O embargo econômico foi a tônica das declarações dos presidentes, cada uma com 15 minutos. Raúl, em um forte discurso ao lado de Obama — que olhava para o alto — afirmou que o bloqueio “permanece como o obstáculo mais importante ao nosso desenvolvimento econômico e ao bem- estar do povo cubano”. Raúl afirmou ainda que, enquanto o Congresso americano não analisa o fim da sanção, o governo dos EUA deveria flexibilizar as regras com mais atos administrativos. EMBARGO FOI CITADO SETE VEZES Raúl citou sete vezes a palavra “embargo”, além das diversas outras que repetiu o tema na inédita coletiva de imprensa — a primeira vez em que ele foi questionado por jornalistas estrangeiros. Obama, por sua vez, afirmou ter confiança de que haverá o fim do embargo mas não citou datas — “eu não posso ter certeza absoluta”. Segundo o americano, ter 40 membros do Congresso em sua viagem mostra o interesse que tanto democratas como republicanos têm na ilha caribenha.

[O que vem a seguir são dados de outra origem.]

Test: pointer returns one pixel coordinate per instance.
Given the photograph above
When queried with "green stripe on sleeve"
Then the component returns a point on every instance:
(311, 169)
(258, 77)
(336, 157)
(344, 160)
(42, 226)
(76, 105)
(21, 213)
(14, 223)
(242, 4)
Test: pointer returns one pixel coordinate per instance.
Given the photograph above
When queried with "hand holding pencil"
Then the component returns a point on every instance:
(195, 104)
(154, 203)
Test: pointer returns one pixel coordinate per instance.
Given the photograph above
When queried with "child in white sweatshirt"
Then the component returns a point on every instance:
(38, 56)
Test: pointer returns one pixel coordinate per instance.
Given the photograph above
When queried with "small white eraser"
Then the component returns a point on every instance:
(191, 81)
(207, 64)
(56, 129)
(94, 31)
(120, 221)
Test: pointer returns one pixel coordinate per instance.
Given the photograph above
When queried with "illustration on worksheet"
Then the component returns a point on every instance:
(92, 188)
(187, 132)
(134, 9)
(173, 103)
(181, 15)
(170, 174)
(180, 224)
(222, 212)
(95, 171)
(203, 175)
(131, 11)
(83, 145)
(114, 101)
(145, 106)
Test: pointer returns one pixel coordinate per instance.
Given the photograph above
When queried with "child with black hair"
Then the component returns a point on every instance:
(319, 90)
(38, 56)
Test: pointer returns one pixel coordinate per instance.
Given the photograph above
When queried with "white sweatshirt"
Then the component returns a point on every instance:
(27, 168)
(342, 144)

E em tom mais conciliador que o colega ( que ouviu sua fala olhando em sua direção), Obama vinculou o fim das restrições a mudanças nos direitos humanos.
— Um dos impedimentos para fortalecer esses laços são os desacordos sobre direitos humanos e democracia. E, na medida em que possamos ter uma boa conversa e fazer progressos sobre isso, acredito que vai nos permitir ver o pleno florescimento de uma relação que é possível.
Obama lembrou que os EUA têm relações com países com os quais não concordam totalmente em temas de direitos humanos: China, Vietnã e Mianmar. Mas afirmou que vai defender sua posição:
— A relação não será transformada da noite para o dia, ainda temos muitas diferenças. Isso não será decidido pelos EUA ou por qualquer outro país. O futuro de Cuba será decidido pelos cubanos, e por ninguém mais. Ao mesmo tempo, onde quer que formos, vamos continuar a falar em favor dos direitos humanos universais — ressaltou. — Deixei claro que os Estados Unidos continuarão defendendo a democracia, inclusive o direito do povo cubano a decidir seu próprio futuro.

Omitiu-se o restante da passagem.